Why is there such paralysis in providing qualifying cohabitants a remedy for economic loss as a consequence of cohabitation?
In power, no party appears prepared to grasp the nettle and stand up to moralists in the press and the House of Lords who wrongly fear the institution of marriage will be doomed. Instead, they prefer to leave the populace reliant on expensive and complicated chancery law harking back to the Victorian era.
Take Graham-York v York (Personal Representative of the Estate of Norton Brian York) and another, in the Court of Appeal, as an example.
Miss Graham-York lived with her partner, Norton York, for 33 years in a home registered in his sole name. On Norton’s death, his estate was represented by his estranged son. The house was mortgaged with substantial arrears and the building society started legal proceedings on the debt. The son, as sole defendant, did not contest the claim and was ordered to hand the house over to the building society.
Graham-York, who still lived in the house, initiated a third-party claim against the son, stating she had a beneficial interest in the property. The claim arose from the common intention of her and her late partner and, as she was in possession of the property, she also maintained she took precedence over the building society’s claim for the mortgage she was not a party to.
The court at first instance determined she had a beneficial interest valued at 25 per cent after the deduction of mortgage arrears and costs by the building society.

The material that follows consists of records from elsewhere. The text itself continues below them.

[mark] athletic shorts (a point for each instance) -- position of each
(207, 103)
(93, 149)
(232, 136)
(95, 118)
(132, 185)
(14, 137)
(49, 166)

She appealed, submitting that the judge had erred in not awarding her half the value of the property and that it should be paid before the building society was allocated its share of the sale proceeds. The argument rested on the value of her contributions over the years, financial and non-financial.
The appeal was dismissed, with Lord Justice Tomlinson saying that there was no starting point of equality of interest when a property had been purchased in one person’s sole name, even if the purchase had been made with a significant contribution from another party.
Although outside the scope of appeal, the judgment also pointed out that separate proceedings were taking place regarding outstanding disputes on one or more wills of the deceased, and that Graham-York had made an application under the Inheritance (Provision for Family and Dependants) Act 1975.
True, it might all have been avoided had the deceased made his intentions much clearer when he was alive. It underscores the general need for cohabitants to ensure there is an up-to-date will with perhaps a letter explaining the testator’s instructions.
These complicated property arguments, devised by fiendish chancery lawyers, are incomprehensible to the layman and most lawyers unless they regularly deal with them. This is just one case where cohabitation litigation has ensued simply by trying to fit into the wrong shoe.
Cohabitation is a societal norm, not an anomaly. While the next government might take note, I won’t be holding my breath.